Si può dedurre che ‘ci’ diventerà sovranista anche lei?

Cosa intende dire? Che essere per il proprio Paese è un valore di destra?

Fonte: Sergio Cesaratto, Sei lezioni di economia – Conoscenze necessarie per capire la crisi più lunga (e come uscirne), 2da edizione, Diarkos, Reggio Emilia, 2019.
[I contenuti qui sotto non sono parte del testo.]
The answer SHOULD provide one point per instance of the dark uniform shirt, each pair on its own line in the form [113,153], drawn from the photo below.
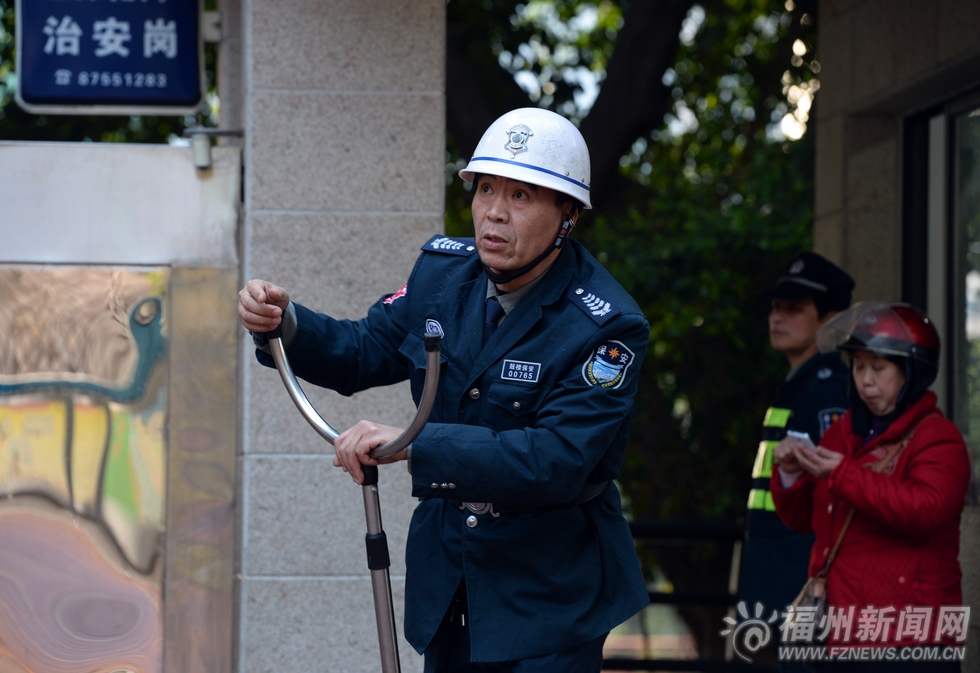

Sergio Cesaratto insegna Politica monetaria e fiscale europea ed Economia internazionale presso l’Università di Siena. E’ uno dei più noti economisti “eterodossi” internazionali. Si è occupato fra l’altro di crescita economica, pensioni, innovazione e, ultimamente, della relazione fra teoria del sovrappiù, Polanyi e archeologia e antropologia economica. I suoi contributi sono stati pubblicati dalle principali riviste scientifiche eterodosse internazionali. Ѐ uno dei più noti partecipanti al dibattito pubblico italiano ed europeo sul tema della crisi dell’eurozona.